Current off-label uses of topical NSAIDs
I have used topical NSAIDs as off-label treatment for a variety of ocular disorders (Figure). Surgical and nonsurgical iritis, peripheral inflammatory keratitis and corneal abrasions respond well to these agents. I frequently use NSAIDs instead of steroids for the treatment of episcleritis and have had excellent results.
I also use NSAIDs following pterygium surgery, which may seem controversial to some physicians. However, the results have been exemplary and patients are closely followed. I utilize a conjunctival stem cell graft and ensure that a sufficient number of stem cells are harvested to provide subsequent epithelialization of the cornea. The combination of a bandage contact lens and an NSAID results in minimal to no postoperative pain.
Topical NSAIDs have been useful for the treatment of chemical conjunctivitis and dry eye. In addition, preoperative and postoperative administration of NSAIDs in corneal transplant patients has proven effective in controlling inflammation and limiting pain.
I have found NSAIDs to be helpful in the treatment of filamentary keratitis. A study published in 2001 showed that NSAIDs reduce the affinity of mucoid filaments to the corneal surface.
Figure: Off-label uses for NSAIDs | | Figure courtesy of Barry A. Schechter, MD. |
The use of topical NSAIDs for dry eye
A crossover study compared the effects of topical cyclosporine 0.5% and preservative-free ketorolac tromethamine 0.5% in patients with vernal keratoconjunctivitis. Symptoms evaluated on a weekly basis included itching, foreign body sensation, tearing, photophobia, discharge, burning, conjunctival injection, chemosis, giant papilla, keratopathy and increased IOP. Cyclosporine significantly reduced all symptoms at days 7, 14 and 30, whereas ketorolac significantly reduced itching, foreign body sensation, photophobia, tearing, mucus discharge, chemosis, giant papillae and conjunctival injection at day 7 and overall symptoms at days 7 and 14. Overall, patients treated with ketorolac had significantly fewer symptoms compared with cyclosporine-treated patients. The investigators concluded that cyclosporine 0.5% reduces symptoms at a slower rate than preservative-free ketorolac tromethamine 0.5%.
At the 2005 meeting of the Association for Research in Vision and Ophthalmology, I presented findings that evaluated the efficacy of adding ketorolac tromethamine 0.4% during the induction phase of cyclosporine therapy in patients with dry eye.
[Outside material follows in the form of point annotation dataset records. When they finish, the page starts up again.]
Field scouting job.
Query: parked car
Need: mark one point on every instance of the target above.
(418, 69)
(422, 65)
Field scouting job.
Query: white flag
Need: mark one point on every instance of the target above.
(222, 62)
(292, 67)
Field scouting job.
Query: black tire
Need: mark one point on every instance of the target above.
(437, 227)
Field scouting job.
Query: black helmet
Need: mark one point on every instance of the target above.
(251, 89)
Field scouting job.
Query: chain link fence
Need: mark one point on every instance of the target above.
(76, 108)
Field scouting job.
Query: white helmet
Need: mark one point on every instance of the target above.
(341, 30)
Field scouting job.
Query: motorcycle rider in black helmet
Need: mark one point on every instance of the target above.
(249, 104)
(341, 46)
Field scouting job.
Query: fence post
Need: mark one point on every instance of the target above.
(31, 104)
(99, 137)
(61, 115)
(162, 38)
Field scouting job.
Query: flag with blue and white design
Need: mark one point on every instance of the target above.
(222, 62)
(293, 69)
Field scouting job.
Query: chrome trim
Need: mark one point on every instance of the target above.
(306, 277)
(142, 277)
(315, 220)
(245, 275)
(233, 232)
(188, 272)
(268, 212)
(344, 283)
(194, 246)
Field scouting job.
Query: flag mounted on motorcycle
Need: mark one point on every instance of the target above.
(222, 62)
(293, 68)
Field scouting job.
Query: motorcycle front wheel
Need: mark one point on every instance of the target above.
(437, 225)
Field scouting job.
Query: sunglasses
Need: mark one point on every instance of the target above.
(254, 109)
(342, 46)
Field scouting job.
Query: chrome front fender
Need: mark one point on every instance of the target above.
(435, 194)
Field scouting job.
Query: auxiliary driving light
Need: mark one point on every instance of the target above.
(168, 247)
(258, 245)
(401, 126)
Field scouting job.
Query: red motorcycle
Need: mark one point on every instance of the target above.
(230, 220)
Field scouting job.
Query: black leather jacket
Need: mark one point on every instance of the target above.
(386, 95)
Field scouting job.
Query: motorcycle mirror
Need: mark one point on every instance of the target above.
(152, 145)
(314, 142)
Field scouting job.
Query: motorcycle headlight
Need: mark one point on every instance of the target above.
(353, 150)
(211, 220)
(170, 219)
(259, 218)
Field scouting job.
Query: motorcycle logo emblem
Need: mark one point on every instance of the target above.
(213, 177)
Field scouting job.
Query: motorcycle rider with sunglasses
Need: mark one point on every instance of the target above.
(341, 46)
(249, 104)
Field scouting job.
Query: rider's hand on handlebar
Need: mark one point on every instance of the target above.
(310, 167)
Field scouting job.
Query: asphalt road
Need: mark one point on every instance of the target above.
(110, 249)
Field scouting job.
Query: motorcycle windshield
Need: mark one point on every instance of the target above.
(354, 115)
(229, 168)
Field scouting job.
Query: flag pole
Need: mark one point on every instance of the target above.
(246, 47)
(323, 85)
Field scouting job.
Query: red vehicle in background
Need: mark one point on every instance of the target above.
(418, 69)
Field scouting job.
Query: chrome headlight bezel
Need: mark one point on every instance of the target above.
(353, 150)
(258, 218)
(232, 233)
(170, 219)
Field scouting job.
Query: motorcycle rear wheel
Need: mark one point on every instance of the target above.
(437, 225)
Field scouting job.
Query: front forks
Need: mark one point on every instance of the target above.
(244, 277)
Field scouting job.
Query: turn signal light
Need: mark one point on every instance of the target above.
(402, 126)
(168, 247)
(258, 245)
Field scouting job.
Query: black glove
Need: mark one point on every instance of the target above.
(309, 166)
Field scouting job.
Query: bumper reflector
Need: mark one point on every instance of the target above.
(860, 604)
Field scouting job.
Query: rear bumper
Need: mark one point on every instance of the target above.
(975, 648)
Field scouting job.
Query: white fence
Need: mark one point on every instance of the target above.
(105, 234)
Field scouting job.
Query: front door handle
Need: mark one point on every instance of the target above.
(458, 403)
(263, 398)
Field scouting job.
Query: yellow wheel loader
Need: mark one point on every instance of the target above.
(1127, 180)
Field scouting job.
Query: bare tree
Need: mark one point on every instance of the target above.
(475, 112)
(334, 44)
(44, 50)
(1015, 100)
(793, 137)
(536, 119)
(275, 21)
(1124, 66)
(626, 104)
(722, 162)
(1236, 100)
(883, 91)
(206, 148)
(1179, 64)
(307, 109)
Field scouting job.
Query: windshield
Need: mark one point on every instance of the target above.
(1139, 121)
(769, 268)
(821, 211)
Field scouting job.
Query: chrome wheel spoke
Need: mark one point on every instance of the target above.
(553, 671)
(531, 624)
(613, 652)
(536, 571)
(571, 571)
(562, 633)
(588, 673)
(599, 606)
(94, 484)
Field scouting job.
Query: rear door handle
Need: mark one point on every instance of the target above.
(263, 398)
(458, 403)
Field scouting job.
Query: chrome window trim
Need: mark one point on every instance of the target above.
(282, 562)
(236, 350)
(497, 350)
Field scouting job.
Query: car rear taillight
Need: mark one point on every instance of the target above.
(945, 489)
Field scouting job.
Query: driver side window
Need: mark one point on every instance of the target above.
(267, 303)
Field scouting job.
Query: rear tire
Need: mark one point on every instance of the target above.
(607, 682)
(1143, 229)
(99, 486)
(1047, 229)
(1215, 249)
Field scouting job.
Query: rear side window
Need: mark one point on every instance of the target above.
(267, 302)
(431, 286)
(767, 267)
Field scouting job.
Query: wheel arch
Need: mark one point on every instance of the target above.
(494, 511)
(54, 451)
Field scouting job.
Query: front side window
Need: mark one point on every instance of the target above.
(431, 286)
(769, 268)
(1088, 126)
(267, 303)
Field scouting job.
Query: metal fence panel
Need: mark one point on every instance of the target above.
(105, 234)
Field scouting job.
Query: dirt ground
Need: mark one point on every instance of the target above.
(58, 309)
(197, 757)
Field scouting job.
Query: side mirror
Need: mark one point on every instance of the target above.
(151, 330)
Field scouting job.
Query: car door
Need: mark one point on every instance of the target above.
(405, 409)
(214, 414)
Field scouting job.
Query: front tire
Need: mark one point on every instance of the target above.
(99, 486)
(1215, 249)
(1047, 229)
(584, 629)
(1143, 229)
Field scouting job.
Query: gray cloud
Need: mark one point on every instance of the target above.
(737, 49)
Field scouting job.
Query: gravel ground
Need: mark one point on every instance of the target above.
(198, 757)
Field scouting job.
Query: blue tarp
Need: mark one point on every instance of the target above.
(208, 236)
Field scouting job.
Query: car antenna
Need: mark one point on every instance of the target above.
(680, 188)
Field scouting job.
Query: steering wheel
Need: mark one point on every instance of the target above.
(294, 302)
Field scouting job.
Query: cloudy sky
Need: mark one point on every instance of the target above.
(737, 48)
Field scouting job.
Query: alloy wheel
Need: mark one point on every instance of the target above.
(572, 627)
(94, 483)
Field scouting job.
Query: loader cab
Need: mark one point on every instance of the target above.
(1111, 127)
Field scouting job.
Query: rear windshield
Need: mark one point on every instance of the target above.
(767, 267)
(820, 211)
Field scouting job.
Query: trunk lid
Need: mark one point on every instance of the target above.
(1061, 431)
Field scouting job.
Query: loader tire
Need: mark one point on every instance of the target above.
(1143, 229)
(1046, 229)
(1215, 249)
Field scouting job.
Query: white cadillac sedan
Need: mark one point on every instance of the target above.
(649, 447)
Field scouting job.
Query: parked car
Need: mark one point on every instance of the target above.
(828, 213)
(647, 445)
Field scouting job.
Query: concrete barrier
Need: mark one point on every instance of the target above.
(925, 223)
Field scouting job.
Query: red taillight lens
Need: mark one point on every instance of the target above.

The goal of this study was to assess the effects of ketorolac 0.4% on patient comfort when started on topical cyclosporine. Ketorolac 0.4% solution is a modified formulation of ketorolac 0.5%. In addition to containing 20% less of the active ingredient, ketorolac 0.4% is pH-adjusted from 7.2 to 7.4 and contains a lower concentration of preservative (0.006%) compared with the original formulation (0.010%). Ketorolac 0.4% is associated with a reduced rate of stinging compared with ketorolac 0.5% (20% vs 40%). In this open-label trial, patients diagnosed with dry eye were randomized to receive monotherapy with cyclosporine twice daily or combination therapy with cyclosporine and ketorolac 0.4% twice daily for 6 weeks. Patients were evaluated at baseline and at study weeks 2 and 6.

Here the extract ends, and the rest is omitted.